Ao descrever a estrutura do grupo investigado, o juiz do STF afirmou que a Polícia Federal (PF) identificou a atuação de diferentes núcleos responsáveis por frentes específicas de irregularidades.
“Segundo a autoridade policial, o esquema investigado apresenta quatro núcleos principais de atuação: (i) Núcleo financeiro, responsável pela estruturação das fraudes contra o sistema financeiro; (ii) Núcleo de corrupção institucional, voltado à cooptação de servidores públicos do Banco Central; (iii) Núcleo de ocultação patrimonial e lavagem de dinheiro, com utilização de empresas interpostas; (iv) Núcleo de intimidação e obstrução de justiça, responsável pelo monitoramento ilegal de adversários, jornalistas e autoridades”, disse Mendonça. Um jornalista chega a ser citado, nominalmente, em uma conversa com Vorcaro, mas ainda não se sabe quem é.
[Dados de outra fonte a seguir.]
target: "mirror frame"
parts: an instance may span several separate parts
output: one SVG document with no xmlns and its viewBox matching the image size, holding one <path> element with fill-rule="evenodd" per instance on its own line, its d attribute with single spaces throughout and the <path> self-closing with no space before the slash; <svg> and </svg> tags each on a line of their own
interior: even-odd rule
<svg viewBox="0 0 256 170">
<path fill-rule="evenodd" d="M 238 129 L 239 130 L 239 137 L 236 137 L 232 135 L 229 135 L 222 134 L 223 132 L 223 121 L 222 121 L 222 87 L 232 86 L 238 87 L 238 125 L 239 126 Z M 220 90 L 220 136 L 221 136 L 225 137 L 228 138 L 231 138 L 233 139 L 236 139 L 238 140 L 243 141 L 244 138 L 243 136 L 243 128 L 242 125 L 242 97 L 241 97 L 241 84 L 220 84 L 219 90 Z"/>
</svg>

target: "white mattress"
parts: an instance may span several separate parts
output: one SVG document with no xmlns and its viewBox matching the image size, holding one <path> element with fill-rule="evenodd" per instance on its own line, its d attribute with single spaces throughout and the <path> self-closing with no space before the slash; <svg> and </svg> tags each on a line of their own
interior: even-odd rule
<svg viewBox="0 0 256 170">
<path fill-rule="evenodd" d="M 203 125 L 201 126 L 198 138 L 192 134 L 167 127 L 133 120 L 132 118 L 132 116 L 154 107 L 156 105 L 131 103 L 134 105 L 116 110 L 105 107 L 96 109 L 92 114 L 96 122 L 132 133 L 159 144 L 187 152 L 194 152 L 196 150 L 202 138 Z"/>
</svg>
Foi constatada, ainda, invasão indevida de sistemas, inclusive da própria PF, Ministério Público Federal (MPF) e falsificação de documentos públicos.
A decisão também menciona a existência de um esquema voltado à ocultação de grandes volumes de recursos. A PF constatou a movimentação de mais de R$ 2,24 bilhões vinculados a estruturas associadas ao empresário. Segundo Mendonça, parte desses valores foi identificada em contas ligadas ao pai de Vorcaro, apontado pela investigação como responsável por estruturas utilizadas para ocultação patrimonial.
Além disso, a investigação apontou a realização de acessos indevidos a sistemas institucionais.
Para o ministro, o conjunto de elementos apresentados pela PF indica risco de interferência na apuração dos fatos. Com base nesses fundamentos, Mendonça autorizou a prisão de Vorcaro no âmbito de nova fase da Compliance Zero.
A operação investiga crimes contra o sistema financeiro, corrupção, lavagem de dinheiro, invasão de dispositivos informáticos e atuação de organização criminosa.